Reading List

Trade and Beyond – Assorted Readings #1

Taking the cue from a blog I visited a few days back, I decided to include short posts comprising of links to interesting articles, commentaries and blog-posts that I come across daily. These will not be restricted to international trade law and will have stuff on general international law, arbitration law and probably some IPR and investment law as well.

Hope you like it!

Here is the first set of assorted links:

EU Trade Chief Cecilia Malmström talks about the need to deliver at the Nairobi conference next month. Her focus is largely agricultural subsidies and regional negotiations. The short piece gives an insight into what Europe wants out of the 10th Ministerial Conference, a historic event for the WTO.

On that point, the first draft of the Nairobi Conference has been prepared and released by the WTO. It is an unofficial “room document” (RD) which implies that they are not official WTO documents and are to be used only for reference purposes.

An Advocate General position in the WTO Dispute Settlement process? Sounds really interesting. If only one could access these Cambridge publications without going bankrupt. Sigh.

In any case, Rob Howse wants at least a “Senior Judicial Officer” in the Appellate Body in light of the recent (apparently disastrous) US-Tuna/Dolphin (21.5) decision. He questions the sway that some Secretariat members may have in determining AB rulings, particularly the current Director of the AB, Austrian lawyer Werner Zdouc. Though this stand is bound to ruffle some feathers, the Professor Howse’s blog post makes for a very interesting read.

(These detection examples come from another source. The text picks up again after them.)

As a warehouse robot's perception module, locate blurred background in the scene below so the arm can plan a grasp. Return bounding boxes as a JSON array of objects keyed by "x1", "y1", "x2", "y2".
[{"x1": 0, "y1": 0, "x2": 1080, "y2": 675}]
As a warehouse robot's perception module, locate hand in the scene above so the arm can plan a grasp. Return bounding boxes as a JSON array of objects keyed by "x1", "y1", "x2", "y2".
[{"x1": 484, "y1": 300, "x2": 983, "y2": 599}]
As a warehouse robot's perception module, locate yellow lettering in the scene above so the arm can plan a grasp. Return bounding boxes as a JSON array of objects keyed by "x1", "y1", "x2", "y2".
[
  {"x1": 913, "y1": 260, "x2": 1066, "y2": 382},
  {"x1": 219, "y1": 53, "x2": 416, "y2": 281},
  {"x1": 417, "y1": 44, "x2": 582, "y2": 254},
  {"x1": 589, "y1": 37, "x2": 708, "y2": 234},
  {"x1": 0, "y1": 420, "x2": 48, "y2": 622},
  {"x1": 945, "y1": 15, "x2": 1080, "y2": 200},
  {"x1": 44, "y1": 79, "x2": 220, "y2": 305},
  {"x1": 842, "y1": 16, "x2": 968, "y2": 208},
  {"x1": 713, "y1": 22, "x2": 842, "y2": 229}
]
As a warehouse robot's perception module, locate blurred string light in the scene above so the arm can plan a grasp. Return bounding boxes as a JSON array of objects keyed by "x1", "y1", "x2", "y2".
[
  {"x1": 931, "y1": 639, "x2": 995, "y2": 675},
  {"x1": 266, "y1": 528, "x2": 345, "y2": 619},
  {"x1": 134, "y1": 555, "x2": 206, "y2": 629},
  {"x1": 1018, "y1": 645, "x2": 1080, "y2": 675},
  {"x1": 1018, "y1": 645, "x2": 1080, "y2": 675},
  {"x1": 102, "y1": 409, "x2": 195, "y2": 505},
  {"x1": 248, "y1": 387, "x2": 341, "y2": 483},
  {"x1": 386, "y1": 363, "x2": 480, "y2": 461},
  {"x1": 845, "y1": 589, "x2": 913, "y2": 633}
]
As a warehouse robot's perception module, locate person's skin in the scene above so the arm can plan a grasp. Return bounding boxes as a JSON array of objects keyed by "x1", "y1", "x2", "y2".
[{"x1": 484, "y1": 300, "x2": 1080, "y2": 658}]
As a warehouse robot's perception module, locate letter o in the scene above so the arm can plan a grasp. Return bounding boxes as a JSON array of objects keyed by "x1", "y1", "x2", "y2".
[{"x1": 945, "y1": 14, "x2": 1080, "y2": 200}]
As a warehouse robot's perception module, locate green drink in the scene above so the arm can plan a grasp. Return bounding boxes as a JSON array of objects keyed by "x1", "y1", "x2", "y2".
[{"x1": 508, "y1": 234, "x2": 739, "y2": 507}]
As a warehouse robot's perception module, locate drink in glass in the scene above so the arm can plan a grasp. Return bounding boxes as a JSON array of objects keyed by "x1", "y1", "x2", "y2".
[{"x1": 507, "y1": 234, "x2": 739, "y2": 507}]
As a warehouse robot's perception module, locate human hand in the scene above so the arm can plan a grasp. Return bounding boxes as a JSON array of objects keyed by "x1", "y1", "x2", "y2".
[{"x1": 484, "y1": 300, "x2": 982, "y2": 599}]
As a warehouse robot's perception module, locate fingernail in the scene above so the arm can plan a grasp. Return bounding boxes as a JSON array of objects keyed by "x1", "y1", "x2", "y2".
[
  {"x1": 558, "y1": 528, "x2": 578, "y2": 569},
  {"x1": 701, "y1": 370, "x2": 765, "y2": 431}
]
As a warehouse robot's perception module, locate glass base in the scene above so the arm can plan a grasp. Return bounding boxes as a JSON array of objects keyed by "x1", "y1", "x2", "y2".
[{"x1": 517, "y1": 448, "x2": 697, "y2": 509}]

C. Fred Bernsten of the Peterson Institute for International Economics discusses the importance of the TPP for Japan. Though I disagree with certain points he makes, including the fact that only Japan and the US have to ratify the agreement for it to come into force, he does make some valid arguments in favour of an Asia-Pacific Free Trade Area.

Kubo Mačák discusses the applicability of international law to the recent shooting down of Russia’s SU-24 jet by Turkey. He finds that two schools of international law seem to be apply in the situation and under both, the actions of Turkey are illegal. A crisp, informative take on the matter.

Also, are SMB (Security and Mobility Bonds) the new-age way to pay for a refugee crisis? J.K. Kirkegaard feels that SMBs are exactly what EU needs right now.

Added: Einstein and the importance of asking questions.